Most Significant Encroachment Issues
Franchise Zone: What are the most significant issues concerning encroachment in franchising?
- The Internet and e-commerce, and the extent to which these channels constitute "virtual encroachment."
- Franchisees' contention that they're entitled to protected market areas despite the contrary explicit terms of their franchise agreements (especially those that afford "site only" or limited territorial protection).
- Franchisor dual-distribution programs, under which franchisors' products are sold in such secondary venues as supermarkets, convenience stores, on the premises of independent retailers and so on.
- Franchisors' placement of units in nontraditional or seasonal locations (such as universities, military bases, workplaces and expositions).
These "issues" aren't true disputes as to what the agreement says or does not say but are based instead on a franchisee's unhappiness with previously agreed-to terms.
- Placing a competing unit operated by the franchisor or another franchisee in close proximity to an existing unit.
- Taking away sales of an existing unit by mailing products or providing services from outside the franchisee's area into his or her market through the use of the Internet or other means.
- The development of alternative distribution channels such as supermarkets, kiosks, convenience stores and so on.
- Sister-brand encroachment, in which a franchisor acquires a competing brand and the franchisor's marketing and trade secrets are shared with franchisees from the other brand.
What's the solution?
Kaufmann: As always, the solution to franchisee unhappiness over claimed franchisor "encroachment" is for the franchisee to truly understand-with the assistance of competent franchise counsel-the nature and extent of the territorial protections, if [there are] any. These provisions should be reviewed three times by every prospective franchisee-first in the UFOC, second in the specimen franchise agreement appended to the UFOC and third in the actual franchise agreement executed by the parties. All too often, franchisees later complain of encroachment and suggest they really didn't pay attention to the franchise agreement's territorial provisions before signing the contract. This is truly unfortunate, as realistic expectations-framed by fully and thoroughly understanding the franchise agreement before it's signed-will almost always militate against subsequent franchisee unhappiness over contractual terms.
Zarco: The franchisor that will benefit from additional locations should share in the existing franchisee's decrease of profits. It can do this by making a direct financial contribution, reducing the royalty rates or requiring the new franchisee to pay a portion of its royalties to the affected franchisee. The franchisee nearest the new unit should have the right of first refusal to obtain the new unit based on objective criteria established by the franchisor.
Kaufmann: That's frequently the case.
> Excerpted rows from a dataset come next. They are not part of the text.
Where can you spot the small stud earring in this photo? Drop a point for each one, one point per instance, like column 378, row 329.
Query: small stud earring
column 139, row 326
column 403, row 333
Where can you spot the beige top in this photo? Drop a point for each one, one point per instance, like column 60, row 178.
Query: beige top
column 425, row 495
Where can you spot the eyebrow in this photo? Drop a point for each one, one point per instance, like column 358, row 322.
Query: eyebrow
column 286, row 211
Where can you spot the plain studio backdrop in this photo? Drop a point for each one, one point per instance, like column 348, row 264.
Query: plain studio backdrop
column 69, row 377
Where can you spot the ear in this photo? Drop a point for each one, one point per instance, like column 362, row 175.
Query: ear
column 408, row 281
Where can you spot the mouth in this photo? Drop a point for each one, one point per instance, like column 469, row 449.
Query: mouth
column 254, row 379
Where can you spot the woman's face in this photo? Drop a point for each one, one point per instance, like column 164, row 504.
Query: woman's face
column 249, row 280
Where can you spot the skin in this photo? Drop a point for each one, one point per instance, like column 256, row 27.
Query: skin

Contrary to popular franchisee conception, franchisor executives don't come to work each morning looking to do battle with their franchisees. They come to work looking to do battle with the competition. And the competition all too often is able to respond to changes in technology, demographics and consumer demand far more quickly than franchisors weighed down by antiquated franchisee-agreement territorial provisions and/or franchisees whose "location concerns" are rooted in desire rather than contractual rights. Is it a coincidence that Starbucks avoided franchising while achieving dominance through nationwide-and rapid-market saturation?
Zarco: Unlike nonfranchised companies, which use their own money to expand and thus can spend and allocate it as they choose, there are different equitable considerations to take into account in a franchise environment. Franchisors must always consider franchisees' rights and interests in their investments. If a particular franchisor wishes to grow without regard to the impact that growth has on its franchisees, it should purchase all the units back and become a complete corporate operation.
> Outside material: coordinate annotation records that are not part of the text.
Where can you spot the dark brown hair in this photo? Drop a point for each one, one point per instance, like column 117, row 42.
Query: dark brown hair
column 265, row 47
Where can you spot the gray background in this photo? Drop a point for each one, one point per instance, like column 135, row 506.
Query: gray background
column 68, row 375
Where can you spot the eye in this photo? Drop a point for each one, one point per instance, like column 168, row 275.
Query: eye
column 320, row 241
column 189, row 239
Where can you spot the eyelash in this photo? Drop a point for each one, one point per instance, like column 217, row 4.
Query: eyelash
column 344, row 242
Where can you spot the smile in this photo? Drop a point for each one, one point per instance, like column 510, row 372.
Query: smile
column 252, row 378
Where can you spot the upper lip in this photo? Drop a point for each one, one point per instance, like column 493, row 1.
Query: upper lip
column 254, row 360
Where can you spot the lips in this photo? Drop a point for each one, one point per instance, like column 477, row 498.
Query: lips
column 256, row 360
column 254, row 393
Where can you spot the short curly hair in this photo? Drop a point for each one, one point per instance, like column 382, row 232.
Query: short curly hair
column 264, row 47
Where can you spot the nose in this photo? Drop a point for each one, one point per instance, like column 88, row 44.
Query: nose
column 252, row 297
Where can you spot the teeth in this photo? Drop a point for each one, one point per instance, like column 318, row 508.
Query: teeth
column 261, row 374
Do franchisees have an unrestricted right for claims of encroachment regardless of the language of the contracts?
Kaufmann: If franchise-agreement territorial provisions are clear, well-drafted, explicit and adhered to by the franchisor, then technically franchisees have no claim of encroachment whatsoever against their franchisors. It's unfortunately the case, however, that some members of the judiciary-using as cover the "implied covenant of good faith and fair dealing"-substitute their notions of what is "fair" for franchisees separate and apart from what the contracts actually say. This destructive tendency of some jurists contravenes the basic principle that what was "fair" when the contract was signed is "fair" today.
Zarco: Franchisees absolutely do not have an unrestricted right. The contractual language is crucial in determining whether franchisees can assert and monitor claims against franchisors for Breach of Contract, Breach of Implied Covenant of Good Faith and Fair Dealing and so on. If a particular franchise agreement contains language that clearly and specifically states the franchisor has reserved for itself the right to place a competing unit in close proximity to an existing franchisee's location, regardless of impact, then there's a substantial legal precedent to uphold the franchisor's right to encroach. If, however, the franchise agreement fails to specifically set forth the respective rights of the parties as to the location or expansion of future stores, then the franchisee is free to allege and maintain express and implied contract claims.